Audit finds Clark College leader had no part in lease

By Susan Parrish, Columbian Education Reporter



The State Auditor’s Office has investigated a November 2013 whistle-blower complaint asserting that Clark College President Bob Knight allowed a private company to lease the culinary arts kitchen for a nominal fee, resulting in a financial gain for the private company. The report found the college did lease the kitchen and could have charged more, but didn’t find any evidence Knight was involved in the lease.

According to a May 27 report, the auditors found “the college leased its kitchen to a private company for a nominal fee, but found no reasonable cause to believe the president (Knight) allowed this to occur. We were unable to determine which college employee authorized its kitchen to be leased for the nominal fee.”

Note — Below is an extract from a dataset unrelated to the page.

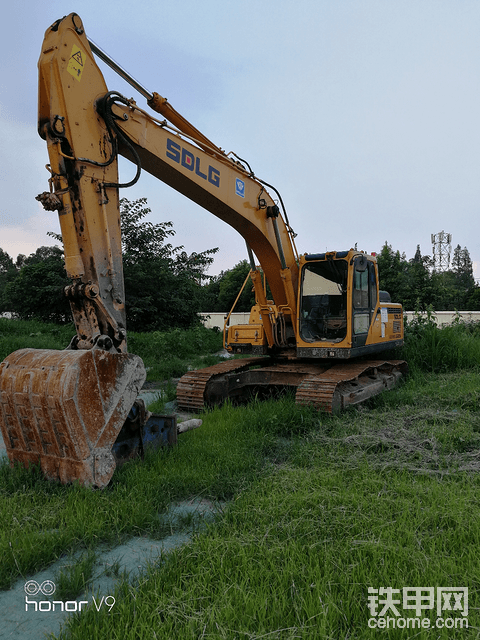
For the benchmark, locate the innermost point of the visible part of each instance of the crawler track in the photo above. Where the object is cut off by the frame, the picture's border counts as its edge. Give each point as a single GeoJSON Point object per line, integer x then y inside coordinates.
{"type": "Point", "coordinates": [326, 385]}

According to the audit report, “President Knight said that he did not have any involvement with the contract other than telling the vice president of instruction that the institute was interested in leasing the space.”

In September 2013, Clark College agreed to lease its kitchen to Northwest Culinary Institute, a for-profit school, from Sept. 30, 2013, to May 23, 2014, Mondays through Fridays, for six and one-half hours each night. The lease period was 32 weeks, not counting holidays and scheduled breaks.

The college leased the kitchen to Northwest Culinary Institute for $2,500, which equates to $78.13 per week or $2.40 per hour over 32 weeks. But according to the auditor’s report, the college could have charged at least $8,800.

An additional charge of $5,440 for daily cleaning fees also was included in the lease, but the institute was charged only for the actual cleaning hours, which totaled $1,942 through February.

The college’s contract with Northwest Culinary Institute has been completed and will not be renewed, said Chato Hazelbaker, a Clark College spokesman.

The kitchen, which is in Gaiser Hall, had been used by Clark’s culinary arts students, but that program was put on hiatus last year so the curriculum could be revamped.

“Our intention was to start the program up again in the fall,” said Hazelbaker, “but we’re still looking at feasibility studies.”